Has been telling mostly deaf ears over the past decade.

Post by Suborna »

Curriculum changes over the past decade - and there have been many changes that have been over-sold as "revolutionary" - have begrudgingly nodded to the expressed frustrations with MBA's who can't manage, not to mention lead, fellow employees. But in most of these celebrated curriculum revisions, it's amounting to not much more than a nod. The faculty and administration of most graduate business schools are trained to deliver the first outcome cited above, analytical skills, not the second, people skills, and they are not about to retool in soft skills or abandon their tenured posts to those who have those skills.

As it turns out, both faculty and MBA students are more comfortable with the traditional preoccupation with analytical and technical skills training. A majority of MBA candidates have technical backgrounds in fields like engineering, finance, accounting, and the sciences. This makes the adoption of soft-skills curricula ever more challenging, since it takes both the consumers and suppliers outside of their comfort zones. What we've been teaching in MBA programs is easy for professional engineers; what we haven't been rcs data teaching is not.

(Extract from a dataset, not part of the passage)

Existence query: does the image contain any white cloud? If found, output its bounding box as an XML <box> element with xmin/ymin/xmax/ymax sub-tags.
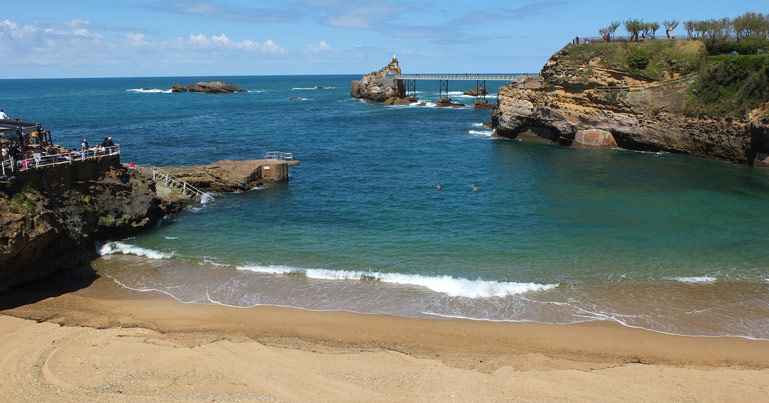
<box><xmin>306</xmin><ymin>40</ymin><xmax>332</xmax><ymax>53</ymax></box>
<box><xmin>126</xmin><ymin>32</ymin><xmax>149</xmax><ymax>46</ymax></box>
<box><xmin>186</xmin><ymin>34</ymin><xmax>287</xmax><ymax>55</ymax></box>
<box><xmin>0</xmin><ymin>19</ymin><xmax>289</xmax><ymax>77</ymax></box>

So the challenge for an aspiring MBA student is to identify that relatively small set of suppliers who are responding to what the ultimate consumer of MBA talent, the employer,
Whether we feel comfortable with soft-skills training or not, our failure to effectively help our students to develop and strengthen those skills represents a considerable diminution of the value of our MBA curricula. It's not good enough to see ourselves as ill-equipped and ill-trained to deliver a soft skills curriculum, and hence sidestep the issue in favor of ever more hard-skills training. The reality is that as business managers rise in their organizations and take on ever-greater responsibilities, the percentage of their time devoted to "people problems" increases exponentially. The CFO of one of the world's largest soft-drink giants (one of only two), whose training had been in accounting, once told me that 95 percent of his time was spent dealing with people problems; the financial issues had to be compacted into the remaining 5 percent.